玲奈さんは、ちょっと考えてから、拓哉に言った。
「お前も、天使を見たのか?」
「ええ。でもその時は、感じの悪い天使でしたよ。ずるいや。俺も、神的バージョンを見たいや」
響子さんが、クスリと笑ってから、言った。
「私と玲奈も、そういう話には弱いのよねえ。高校がクリスチャン系だったから。もちろん、神の存在を信じているかと言えば、微妙だけど、なんか、そういうこともあるんじゃないか、というか、あって欲しい、というか」
「そうだな。この部屋にはホログラフィー装置も無ければ、翔太や拓哉が二人して、ドラッグをやってるとも思えないからなあ」
玲奈さんは、そう言ってから、僕の顔を見ると、訊いた。
「お前が吹っ切れた理由は分かった。天使の神性を感じた、そういうことだろう。では、悩みの方は、何だ?」
「これから、どうやって、沙織さんを探そうかと。手がかりの九条さんも、三島も殺されてしまいましたし」
響子さんは、ちょっと玲奈さんと顔を見合わせてから、言った。
「それは、翔太君も分かってるだろうけど、手がかりは、結構、あるじゃない」
「・・・」
「先ず、慶太にもう一度会わないと。三島と沙織さんが何故、逃げたのか。ロミオとハムレットじゃあるまいし。若頭なら、組長の娘さんに十分、釣り合うじゃない。そして、そもそもの始まりのアカプルコにいた、ヤバイ男。何か、絡んでる気がするわね」
「はあ、そうなんですが、ヤクザ絡みはどうも・・・」
「それはそうよねえ」
と、響子さんが、相槌を打つ。
「あとさ」
と、拓哉が言い出した。「その探偵事務所の、名前、なんだっけ?」
「所長が高見で、担当者が生川」
「そう、その生川ってのも、行方が分からないんだろ?」
「ああ。高見はそう言ってた」
「そして、沙織さんも依然と行方が分からない。匂うな」
拓哉はすっかり、探偵だ。
響子さんと拓哉の考えを聞き終わってから、玲子さんが言った。
「翔太の話の中で、一つ、気になったことがあった」
「なんでしょう?」
「翔太は確か、天国でお願いを聞いたのは、長澤さんで三人目だと言ったな?」
「ええ」
「一人目と二人目の頼みは、どうして、聞かなかったんだ?」
「一人目は、孫の学芸会を見たい、とかってやつで。それも、生き別れたとかそういう話ならいいかと思ったんですが、生前は結構、付き合いがあったようで。まあ、無視していいかと」
「ふーん」
「二人目は、その、アダルトビデオを見たい、とかって」
玲奈さんは、ちょっと顔を赤くしながら、声を少し張り上げた。
「男って奴は。死んでからもそんなこと考えてるのか」
「僕に怒らないで下さい。でも、でしょ?こんな願い、聞かなくでもいいじゃないですか」
「うーむ」
と、玲奈さんは、腕組みをしてしまった。
僕は、すっかり長話をしてしまったので、アイスコーヒーも空になってしまった。お代わりをしようかと考えていると、響子さんが、口を挟んだ。
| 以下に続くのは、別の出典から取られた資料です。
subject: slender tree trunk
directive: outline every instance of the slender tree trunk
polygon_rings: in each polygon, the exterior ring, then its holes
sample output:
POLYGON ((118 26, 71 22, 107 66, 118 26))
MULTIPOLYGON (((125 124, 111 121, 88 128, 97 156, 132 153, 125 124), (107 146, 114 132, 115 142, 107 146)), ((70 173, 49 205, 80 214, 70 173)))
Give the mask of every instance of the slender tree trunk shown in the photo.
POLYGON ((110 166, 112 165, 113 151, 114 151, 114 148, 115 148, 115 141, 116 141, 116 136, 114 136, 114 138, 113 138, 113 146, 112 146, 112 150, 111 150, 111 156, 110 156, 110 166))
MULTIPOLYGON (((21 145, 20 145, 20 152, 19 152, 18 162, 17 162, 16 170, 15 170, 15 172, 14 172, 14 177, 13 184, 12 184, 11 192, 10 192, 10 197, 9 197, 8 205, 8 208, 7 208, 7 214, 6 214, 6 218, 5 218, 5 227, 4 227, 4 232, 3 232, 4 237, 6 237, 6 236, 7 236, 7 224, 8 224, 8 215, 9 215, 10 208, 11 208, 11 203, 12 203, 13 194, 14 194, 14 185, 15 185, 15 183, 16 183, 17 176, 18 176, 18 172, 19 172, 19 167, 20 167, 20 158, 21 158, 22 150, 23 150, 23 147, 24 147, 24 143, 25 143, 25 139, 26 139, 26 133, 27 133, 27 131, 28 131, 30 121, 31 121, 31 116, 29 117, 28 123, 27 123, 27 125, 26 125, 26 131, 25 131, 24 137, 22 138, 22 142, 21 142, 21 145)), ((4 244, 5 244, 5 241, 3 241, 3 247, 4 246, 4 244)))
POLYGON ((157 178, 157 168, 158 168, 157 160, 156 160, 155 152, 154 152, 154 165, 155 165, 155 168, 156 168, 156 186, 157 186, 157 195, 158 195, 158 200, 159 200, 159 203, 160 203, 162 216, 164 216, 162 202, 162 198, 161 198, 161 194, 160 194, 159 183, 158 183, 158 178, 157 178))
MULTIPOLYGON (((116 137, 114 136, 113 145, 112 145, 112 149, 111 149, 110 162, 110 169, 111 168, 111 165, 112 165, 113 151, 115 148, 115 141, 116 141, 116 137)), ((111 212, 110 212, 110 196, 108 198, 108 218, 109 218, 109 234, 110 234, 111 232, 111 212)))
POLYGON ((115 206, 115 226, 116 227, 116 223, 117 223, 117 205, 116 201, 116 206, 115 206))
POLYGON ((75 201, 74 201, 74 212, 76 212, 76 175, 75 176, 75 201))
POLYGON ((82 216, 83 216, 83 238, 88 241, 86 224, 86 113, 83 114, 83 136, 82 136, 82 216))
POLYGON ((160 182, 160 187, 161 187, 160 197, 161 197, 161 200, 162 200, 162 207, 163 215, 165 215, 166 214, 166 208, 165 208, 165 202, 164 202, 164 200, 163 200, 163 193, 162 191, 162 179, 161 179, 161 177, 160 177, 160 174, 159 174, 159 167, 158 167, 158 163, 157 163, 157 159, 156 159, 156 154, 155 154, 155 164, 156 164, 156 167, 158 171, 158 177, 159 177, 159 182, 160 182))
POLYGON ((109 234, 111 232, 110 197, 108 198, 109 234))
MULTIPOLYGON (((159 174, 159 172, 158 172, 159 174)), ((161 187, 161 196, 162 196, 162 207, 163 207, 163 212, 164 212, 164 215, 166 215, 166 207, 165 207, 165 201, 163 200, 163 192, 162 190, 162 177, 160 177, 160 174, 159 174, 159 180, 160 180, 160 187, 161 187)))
「玲奈は、何を言おうとした、というか、何が引っかかったの?」
「神的ミカは、主が翔太を選んだ、と言ったんだよな?」
「ええ。そうです」
つまりは、僕は神に選ばれたのだ。ウフッ。
「では、そのガラポン参加者の百人、翔太以外の九十九人も選ばれたのではないか?」
「あっ」
と、僕は思わず、声を漏らした。
そうだ、確かに、ミカは、違う時にも、全てはつながっている、というようなことを言っていた。